Microsoft has extended Power BI for Office 365 with a new update that brings forecasting capabilities to the company’s cloud-based business intelligence software.
First introduced last summer, Power BI is Microsoft’s self-service BI offering that enables users to explore and analyze data using Excel, a major pillar of the company’s popular Office productivity software suite. Users who lack specialized data analytics skills can now leverage Excel to generate reports, interactive charts and 3D geospatial visualizations.
Power BI for Office 365 finally launched on Feb. 10. Julia White, general manager of Microsoft Office product marketing, declared at that time that her company was “bringing BI to a billion users,” a reference to Office’s massive user base. Big data analytics was “not in the hands of data wonks anymore,” she added.
Now, Microsoft is providing Office 365 customers with tools that help them shift their focus to their organizations’ futures.
Available now, the new Power BI forecasting tools for the Power View component allow users to “predict their data series forward in interactive charts and reports,” announced Microsoft in a statement. “With these new Power BI capabilities, users can explore the forecasted results, adjust for seasonality and outliers, view result ranges at different confidence levels, and hindcast to view how the model would have predicted recent results.”
Forecasting in Power View leverages “built-in predictive forecasting models using exponential smoothing,” explained the company in a May 8 blog post. The capability enables Power View to “automatically detect seasonality in the data to provide forecast results from a series of data.”
The result is an interactive line chart that users can fine-tune to meet their requirement. In a video demonstration of the HTML5 version of Power View for the Excel Web App, Microsoft showed how users can simply grab a line chart’s rightmost border, which marks the timeline’s end, and extend it a year into the future. Power View then generated forecast data in real time.
An Analysis pane allows users to adjust their forecasts. Automatic seasonality detection can be overridden with the seasonality slider. Data forecasters can also set the standard deviation (0, 1, 2 or 3) and explore what-if scenarios by dragging data points up or down on the line chart (HTML5 only). What-ifs will leave the underlying data and its source affected, assured Microsoft.

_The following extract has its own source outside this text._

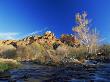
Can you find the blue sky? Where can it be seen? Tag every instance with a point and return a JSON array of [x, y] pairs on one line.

Power View can also handle gaps in data. “Power View fills in missing values before forecasting,” claimed the company. “Power View can add new values up to 100 percent of the existing values, so up to half the values in the line chart could be invented.”
Power BI forecasting works only line charts that feature a single line. In addition, the “x-axis value needs to have a date/time format or be a uniformly increasing whole number” and cannot contain text or decimal numbers.